Ferreira dos Santos: O conceito aristotélico de «medida»

AS MEDIDAS

Medir é uma ação que consiste em dar um valor numérico a um objeto pelo número de vezes que contenha a unidade empregada. A medida quantitativa realiza-se por um metron, como se procede na medida da extensão por uma extensão, que serve de termo da comparação. Compara-se esta extensão com uma extensão menor, e vê-se quantas vezes a primeira contém a segunda. A medida, portanto, implica o homogêneo ao medido. Medem-se homogeneidades. Quando se trata da extensidade, temos as medidas quantitativas.

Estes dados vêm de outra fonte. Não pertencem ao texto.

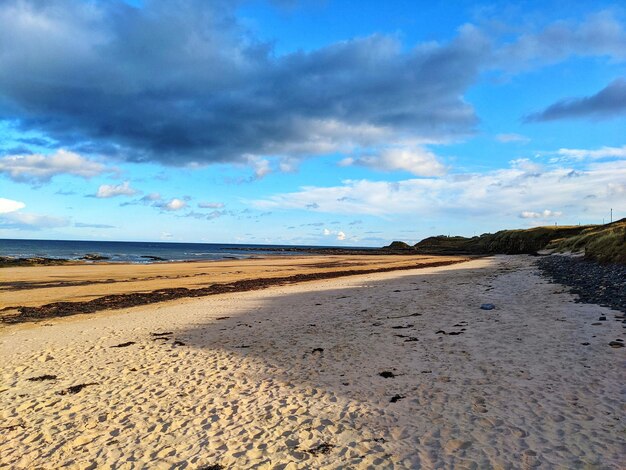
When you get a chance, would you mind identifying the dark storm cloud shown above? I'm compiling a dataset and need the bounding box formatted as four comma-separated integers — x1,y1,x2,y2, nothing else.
0,0,488,165
526,78,626,122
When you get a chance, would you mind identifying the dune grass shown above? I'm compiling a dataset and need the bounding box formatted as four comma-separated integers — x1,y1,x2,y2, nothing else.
547,219,626,264
396,219,626,263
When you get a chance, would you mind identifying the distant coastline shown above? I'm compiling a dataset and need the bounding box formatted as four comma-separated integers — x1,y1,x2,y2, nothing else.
0,239,376,266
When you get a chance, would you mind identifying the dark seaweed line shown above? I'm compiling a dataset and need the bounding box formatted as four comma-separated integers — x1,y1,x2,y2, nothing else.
0,258,469,323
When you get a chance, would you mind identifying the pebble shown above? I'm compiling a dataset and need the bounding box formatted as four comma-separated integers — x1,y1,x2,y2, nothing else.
536,255,626,314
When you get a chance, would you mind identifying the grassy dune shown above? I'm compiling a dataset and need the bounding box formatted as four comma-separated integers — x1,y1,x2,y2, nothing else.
547,219,626,264
387,219,626,263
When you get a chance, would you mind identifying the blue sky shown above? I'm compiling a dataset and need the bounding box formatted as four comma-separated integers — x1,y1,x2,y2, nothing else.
0,0,626,246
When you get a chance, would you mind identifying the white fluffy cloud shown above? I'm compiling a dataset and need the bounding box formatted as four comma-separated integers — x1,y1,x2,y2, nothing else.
519,209,563,219
198,202,224,209
557,145,626,160
339,147,446,176
155,198,187,212
254,160,626,222
0,212,69,230
496,134,530,144
95,181,138,198
0,197,26,214
0,149,111,183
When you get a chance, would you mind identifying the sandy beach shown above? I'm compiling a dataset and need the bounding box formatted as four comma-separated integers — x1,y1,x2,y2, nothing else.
0,256,626,469
0,255,467,315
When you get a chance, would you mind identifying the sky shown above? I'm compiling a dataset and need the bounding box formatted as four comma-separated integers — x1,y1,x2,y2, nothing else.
0,0,626,246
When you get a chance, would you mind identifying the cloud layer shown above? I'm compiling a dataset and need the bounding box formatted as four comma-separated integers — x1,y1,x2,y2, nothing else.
0,0,487,167
0,149,111,183
526,78,626,122
255,153,626,220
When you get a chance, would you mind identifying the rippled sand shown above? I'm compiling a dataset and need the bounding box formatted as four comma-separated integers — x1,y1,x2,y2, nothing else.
0,256,626,469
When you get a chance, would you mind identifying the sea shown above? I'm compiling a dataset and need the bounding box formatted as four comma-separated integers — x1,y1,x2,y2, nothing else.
0,239,356,263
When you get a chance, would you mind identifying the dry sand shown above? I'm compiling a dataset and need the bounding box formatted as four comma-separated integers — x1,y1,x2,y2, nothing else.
0,256,626,469
0,255,466,309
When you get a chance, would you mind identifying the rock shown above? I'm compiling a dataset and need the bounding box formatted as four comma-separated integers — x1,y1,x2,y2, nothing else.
79,253,111,261
111,341,135,348
26,374,57,382
307,442,335,455
389,394,406,403
57,382,99,395
37,354,54,362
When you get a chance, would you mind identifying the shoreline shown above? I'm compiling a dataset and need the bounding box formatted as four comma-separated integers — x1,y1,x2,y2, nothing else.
0,255,470,323
0,256,626,469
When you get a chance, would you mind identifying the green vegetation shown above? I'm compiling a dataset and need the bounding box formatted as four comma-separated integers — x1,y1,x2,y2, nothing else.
547,219,626,264
385,219,626,263
383,241,413,250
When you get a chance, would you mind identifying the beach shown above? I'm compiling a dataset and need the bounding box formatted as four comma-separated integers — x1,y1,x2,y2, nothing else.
0,255,626,469
0,255,468,319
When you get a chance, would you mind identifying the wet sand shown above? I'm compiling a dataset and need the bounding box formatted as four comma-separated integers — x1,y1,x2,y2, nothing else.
0,255,468,322
0,256,626,469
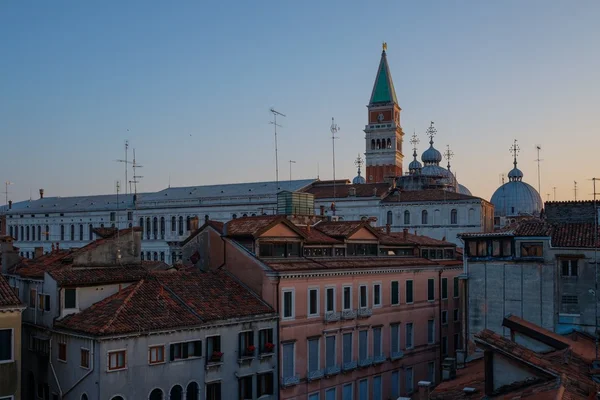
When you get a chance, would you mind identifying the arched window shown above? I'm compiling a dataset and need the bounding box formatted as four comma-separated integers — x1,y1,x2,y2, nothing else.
149,389,164,400
169,385,183,400
185,382,199,400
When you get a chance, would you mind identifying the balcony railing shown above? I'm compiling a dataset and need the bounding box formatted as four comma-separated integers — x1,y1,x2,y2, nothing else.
325,311,341,322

Mas quando se trata de qualidades, a medida já não é uma unidade menor. As qualidades são medidas pelas suas perfeições, portanto por um maximum e não por um minimum, como a medida quantitativa. Meço este quarteirão, reduzindo sua extensão (homogeneamente considerada), com um metro (uma extensão menor, homogeneamente considerada). Mede-se o maior pelo menor.

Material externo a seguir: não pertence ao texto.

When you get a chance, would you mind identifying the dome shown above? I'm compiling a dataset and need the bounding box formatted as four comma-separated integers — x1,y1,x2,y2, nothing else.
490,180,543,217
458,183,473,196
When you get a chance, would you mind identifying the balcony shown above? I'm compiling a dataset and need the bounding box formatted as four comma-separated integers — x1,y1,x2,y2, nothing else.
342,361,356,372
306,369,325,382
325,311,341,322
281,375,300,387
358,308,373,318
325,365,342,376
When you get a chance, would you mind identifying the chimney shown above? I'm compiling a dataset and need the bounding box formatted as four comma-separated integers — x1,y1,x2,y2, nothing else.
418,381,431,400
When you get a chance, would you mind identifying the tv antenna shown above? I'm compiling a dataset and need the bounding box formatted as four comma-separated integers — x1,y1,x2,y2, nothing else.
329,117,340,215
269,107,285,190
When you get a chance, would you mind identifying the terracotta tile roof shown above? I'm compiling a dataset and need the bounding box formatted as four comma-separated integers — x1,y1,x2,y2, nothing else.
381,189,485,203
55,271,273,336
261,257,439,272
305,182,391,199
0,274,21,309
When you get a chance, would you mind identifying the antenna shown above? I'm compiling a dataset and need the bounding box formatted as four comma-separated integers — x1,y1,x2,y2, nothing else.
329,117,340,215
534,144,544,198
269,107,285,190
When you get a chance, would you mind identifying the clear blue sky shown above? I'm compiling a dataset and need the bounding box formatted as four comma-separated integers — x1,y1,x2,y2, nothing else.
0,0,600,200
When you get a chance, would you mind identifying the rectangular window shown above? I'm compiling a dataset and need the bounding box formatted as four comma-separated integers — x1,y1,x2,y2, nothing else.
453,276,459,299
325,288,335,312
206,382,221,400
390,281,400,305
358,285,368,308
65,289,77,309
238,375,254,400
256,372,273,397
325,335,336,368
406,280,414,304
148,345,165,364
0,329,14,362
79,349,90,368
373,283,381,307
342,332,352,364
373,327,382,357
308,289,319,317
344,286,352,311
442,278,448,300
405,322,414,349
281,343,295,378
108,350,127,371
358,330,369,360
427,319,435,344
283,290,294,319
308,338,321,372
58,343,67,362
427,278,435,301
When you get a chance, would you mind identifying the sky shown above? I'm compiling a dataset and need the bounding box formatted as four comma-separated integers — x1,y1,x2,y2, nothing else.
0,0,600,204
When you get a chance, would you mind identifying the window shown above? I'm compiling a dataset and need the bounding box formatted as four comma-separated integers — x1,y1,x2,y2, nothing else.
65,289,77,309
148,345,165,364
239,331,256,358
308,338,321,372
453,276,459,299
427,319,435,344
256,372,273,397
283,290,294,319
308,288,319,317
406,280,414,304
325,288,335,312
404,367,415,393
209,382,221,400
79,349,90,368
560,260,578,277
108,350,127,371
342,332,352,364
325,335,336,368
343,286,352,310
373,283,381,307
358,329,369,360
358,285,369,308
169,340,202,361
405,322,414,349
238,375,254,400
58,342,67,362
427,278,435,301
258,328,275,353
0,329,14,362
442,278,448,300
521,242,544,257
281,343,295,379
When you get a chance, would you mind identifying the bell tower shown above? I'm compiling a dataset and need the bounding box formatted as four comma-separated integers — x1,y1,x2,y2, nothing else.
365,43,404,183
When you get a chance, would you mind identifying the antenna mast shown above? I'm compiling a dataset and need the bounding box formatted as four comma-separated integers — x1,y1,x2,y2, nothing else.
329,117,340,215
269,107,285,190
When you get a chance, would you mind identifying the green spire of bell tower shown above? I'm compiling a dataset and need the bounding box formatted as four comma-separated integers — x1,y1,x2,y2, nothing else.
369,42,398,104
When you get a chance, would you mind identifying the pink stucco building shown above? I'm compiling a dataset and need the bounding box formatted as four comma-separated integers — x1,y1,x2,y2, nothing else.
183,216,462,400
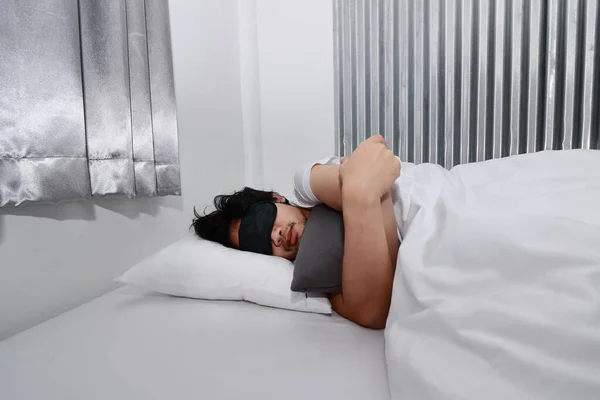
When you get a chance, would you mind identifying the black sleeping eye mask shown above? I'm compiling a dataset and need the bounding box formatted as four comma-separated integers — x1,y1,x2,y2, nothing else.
238,201,277,256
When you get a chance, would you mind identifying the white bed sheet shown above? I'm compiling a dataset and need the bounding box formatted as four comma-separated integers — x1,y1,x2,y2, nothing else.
386,150,600,400
0,287,389,400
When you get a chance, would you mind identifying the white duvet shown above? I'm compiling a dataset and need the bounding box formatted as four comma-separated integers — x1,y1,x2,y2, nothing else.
385,150,600,400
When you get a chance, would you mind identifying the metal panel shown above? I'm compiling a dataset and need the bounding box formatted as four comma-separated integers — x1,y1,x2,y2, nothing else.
333,0,600,168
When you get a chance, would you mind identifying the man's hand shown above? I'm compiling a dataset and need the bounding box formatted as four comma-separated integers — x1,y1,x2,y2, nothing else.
340,135,400,200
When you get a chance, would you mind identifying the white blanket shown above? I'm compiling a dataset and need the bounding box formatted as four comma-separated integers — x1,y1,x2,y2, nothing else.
385,150,600,400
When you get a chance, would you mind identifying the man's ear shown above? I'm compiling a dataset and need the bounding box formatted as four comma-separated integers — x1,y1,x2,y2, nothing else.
273,193,289,204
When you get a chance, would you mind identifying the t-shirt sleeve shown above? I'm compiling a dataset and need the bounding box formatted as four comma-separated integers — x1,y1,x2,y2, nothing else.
288,157,340,208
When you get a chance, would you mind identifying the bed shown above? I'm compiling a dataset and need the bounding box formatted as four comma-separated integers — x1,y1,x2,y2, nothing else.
0,287,389,400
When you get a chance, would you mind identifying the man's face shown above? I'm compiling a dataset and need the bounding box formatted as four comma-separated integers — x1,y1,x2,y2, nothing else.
229,203,310,260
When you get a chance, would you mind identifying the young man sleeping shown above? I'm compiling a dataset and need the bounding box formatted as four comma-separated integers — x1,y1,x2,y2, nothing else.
193,135,400,329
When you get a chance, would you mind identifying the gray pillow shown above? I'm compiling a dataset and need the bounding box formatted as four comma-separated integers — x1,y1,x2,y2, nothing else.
292,204,344,293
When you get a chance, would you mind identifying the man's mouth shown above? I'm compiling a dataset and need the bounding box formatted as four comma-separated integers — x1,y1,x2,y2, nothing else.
286,224,298,249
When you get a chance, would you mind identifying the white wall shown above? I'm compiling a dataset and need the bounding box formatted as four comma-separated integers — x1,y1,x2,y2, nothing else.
0,0,334,340
0,0,244,339
246,0,335,194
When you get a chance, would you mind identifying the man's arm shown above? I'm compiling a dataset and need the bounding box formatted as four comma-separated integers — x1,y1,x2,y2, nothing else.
310,165,399,269
330,189,394,329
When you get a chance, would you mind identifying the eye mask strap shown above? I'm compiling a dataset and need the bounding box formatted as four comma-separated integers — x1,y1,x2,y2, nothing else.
239,201,277,255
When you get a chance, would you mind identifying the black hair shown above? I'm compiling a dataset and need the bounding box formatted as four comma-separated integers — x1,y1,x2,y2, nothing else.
191,187,277,247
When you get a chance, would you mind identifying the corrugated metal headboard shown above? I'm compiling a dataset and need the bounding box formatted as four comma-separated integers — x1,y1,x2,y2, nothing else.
333,0,600,168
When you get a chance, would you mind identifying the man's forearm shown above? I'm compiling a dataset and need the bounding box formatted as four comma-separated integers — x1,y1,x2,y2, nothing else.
310,165,398,268
381,192,400,271
339,189,394,328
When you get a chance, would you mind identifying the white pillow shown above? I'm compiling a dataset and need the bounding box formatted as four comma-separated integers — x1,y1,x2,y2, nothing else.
116,235,331,314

Mas, no qualitativo, mede-se o menor pelo maior Se quero medir este verde, não digo que ele tem dois ou três unidades de verde, mas digo que é mais ou menos verde, comparando-o com o verde perfeito, que é ideal, do qual tenho uma posse virtual, e não atual, como acontece com todas as perfeições, das quais participamos.

Sintetizando:

a) a medida extensiva, (como minimum), abstratamente considerada e despojada da sua heterogeneidade, é a medida da quantidade, porque essa é divisibilidade, enquanto considerada apenas como quantidade (homogênea);

b) a qualidade, perfeita em sua série (como maximum, portanto), é a medida da intensidade, apenas como tal, e abstratamente considerada;

c) o valor, (como perfeição de sua hierarquia), como maximum, portanto, é a medida dos valores (escalaridade dos valores, mais ou menos);

d) a unidade individual, como medida da tensão, que é mensurável e não medível, é tomada qualitativamente e não quantitativamente.

Em suma:

A medida é o que nos faz conhecer se uma coisa é maior ou menor, e se é mais ou menos que outra, o que tanto na ordem quantitativa, como na qualitativa, já é um princípio de conhecimento, embora parcial.

Estas palavras, que a seguir reproduzimos, dão clareza ao pensamento exposto até aqui.

“O espírito mede as quantidades por adição, portanto, a unidade quantitativa é um minimum. O espírito mede a qualidade por “composição”, unindo a um elemento de ordem atual um elemento de ordem potencial, afirmando uma deficiência, e, portanto, a unidade qualitativa é um perfeito, um maximum” (Isaye, pág. 38).

Para Tomás de Aquino, em todo gênero, o ser mais perfeito é exemplar e medida dos outros seres do gênero.

Deus é o exemplar de todos os que participam da sua bondade (como bem e bom).

Para ele o efeito tem sua perfeição própria; seu limite é o que é, nem mais nem menos. E diversos epítetos apresentam toda essa ausência de excessos, como de defeitos, essa moderação, esse “justo meio”, e daí resulta uma ordem, uma disposição harmoniosa.

A causa de tal harmonia chamar-se-á medida de seus efeitos. Deus tudo dispôs com medida e, por isso, é medida de tudo.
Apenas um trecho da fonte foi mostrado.